I got my first smartphone in May 2013. Not even a week into owning it, I turned to two apps that I felt could help me lose weight and keep track of calories, Lose it! and My Fitness Pal (MFP). So many things were going on at that time and leading into summer. I broke up with my long term boyfriend, went to NTS, told the first person ever about self harm, and eventually got to a point where I was forced to give up said self harm. I started using both apps more and more as each of these events happened and by fall it was a religious amount with a huge attempt to lose weight. Seeing my first therapist did help some but until the next spring I couldn’t even think about eating without going into the apps. I restricted more heavily each passing day. I felt immense shame with going even a tiny amount beyond my maximums and joy if I could stay way under. It was pretty innocent starting out with these apps but soon they became one of the many things that lead into my eating disorder.

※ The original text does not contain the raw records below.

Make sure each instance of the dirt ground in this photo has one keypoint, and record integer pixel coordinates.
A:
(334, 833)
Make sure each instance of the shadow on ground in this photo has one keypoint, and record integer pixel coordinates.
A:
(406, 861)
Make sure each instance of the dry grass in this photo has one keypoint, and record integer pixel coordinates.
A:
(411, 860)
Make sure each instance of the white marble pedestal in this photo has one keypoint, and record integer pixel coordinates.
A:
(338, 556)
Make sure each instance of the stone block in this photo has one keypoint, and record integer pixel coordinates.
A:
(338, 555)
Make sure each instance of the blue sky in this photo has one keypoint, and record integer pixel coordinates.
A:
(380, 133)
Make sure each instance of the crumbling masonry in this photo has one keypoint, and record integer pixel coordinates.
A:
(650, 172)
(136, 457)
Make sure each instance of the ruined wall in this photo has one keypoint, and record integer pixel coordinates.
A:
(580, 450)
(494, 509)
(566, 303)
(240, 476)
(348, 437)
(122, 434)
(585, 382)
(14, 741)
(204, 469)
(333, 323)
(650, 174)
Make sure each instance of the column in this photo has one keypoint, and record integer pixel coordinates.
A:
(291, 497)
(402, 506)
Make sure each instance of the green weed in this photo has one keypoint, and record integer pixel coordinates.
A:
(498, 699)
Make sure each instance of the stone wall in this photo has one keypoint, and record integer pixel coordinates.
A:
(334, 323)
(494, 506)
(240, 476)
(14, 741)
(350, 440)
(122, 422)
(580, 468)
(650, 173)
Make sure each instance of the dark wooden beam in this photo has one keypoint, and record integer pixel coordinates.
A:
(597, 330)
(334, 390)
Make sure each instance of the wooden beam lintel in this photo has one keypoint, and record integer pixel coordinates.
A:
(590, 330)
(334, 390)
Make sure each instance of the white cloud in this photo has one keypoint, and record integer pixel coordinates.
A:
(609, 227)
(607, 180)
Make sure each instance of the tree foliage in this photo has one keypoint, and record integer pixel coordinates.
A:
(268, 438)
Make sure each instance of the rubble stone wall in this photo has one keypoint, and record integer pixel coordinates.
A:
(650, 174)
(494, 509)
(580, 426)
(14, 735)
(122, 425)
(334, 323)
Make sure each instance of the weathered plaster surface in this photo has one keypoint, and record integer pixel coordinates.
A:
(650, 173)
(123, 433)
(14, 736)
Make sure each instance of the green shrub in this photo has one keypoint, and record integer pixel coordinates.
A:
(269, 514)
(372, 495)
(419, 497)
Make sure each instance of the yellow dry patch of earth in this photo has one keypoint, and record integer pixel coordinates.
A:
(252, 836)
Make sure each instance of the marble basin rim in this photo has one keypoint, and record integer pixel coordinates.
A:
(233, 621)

That April my new therapist immediately had me delete the apps… and start a food journal (my little black book). This worked well for not even a week. I competed with myself each day. I spent a majority of my time wondering how I could possibly fit in more exercise and cut calories. I got a sick satisfaction each time she read it in session and gave me a worried look after. My disorder fed off the concern by trying even harder the next week. To this day, I don’t understand how she never thought to stop the journal or saw how badly it was hurting me. The only difference between this and the apps was that I had to spend extra time calculating calories. My eating disorder LOVED that. Any more time it could have to control me was perfect. I used that journal up until the second week of Forest View when I finally had enough. We all destroyed the thing and it became this:


I didn’t use any method of tracking food/calories/exercise until late fall. Paul tried to have me do a simple “put a check if you finished the meal plan” calendar for a month. It became yet another way to see how little food I could eat so we put that to an end at our next appointment.

You’d think that with my history I’d stay away from anything remotely close to what I’ve abused in the past. Well, that didn’t happen. I was so excited to hear that the Rise Up + Recover app was coming to Android. I wanted to use it so badly. I was sure an app specifically designed for recovery wouldn’t hurt me. The day it came out I downloaded it. (Quick disclaimer: I have nothing but praise for this app. I love the inspiring quotes and coping mechanisms. I also appreciated the fact that you can track behaviors, meds, etc. I truly feel it can aid many people in their recovery. Unfortunately I’m not one of them.) I wasn’t even counting calories but I still use it to try and eat less than the day or week before. I allowed it to help push me into relapse. As much as I’d love to keep the app for it’s good aspects, I know deleting it means letting go of this disorder even more.

Although I can’t be certain of what my future holds and how much healthier I will become, I am sure that I have to stay away from any form of tracking meals, calories, or exercise. It isn’t okay for me like it is for others. Even though I just deleted the Rise Up app, I haven’t used it since the day I committed to recovery again. It was hard, at first, to not write down every single thing I put into my body. 9 days later, however, I feel relieved. I am not held back from recovery like I would be if I was still meticulously tracking intake/output. This is right for me.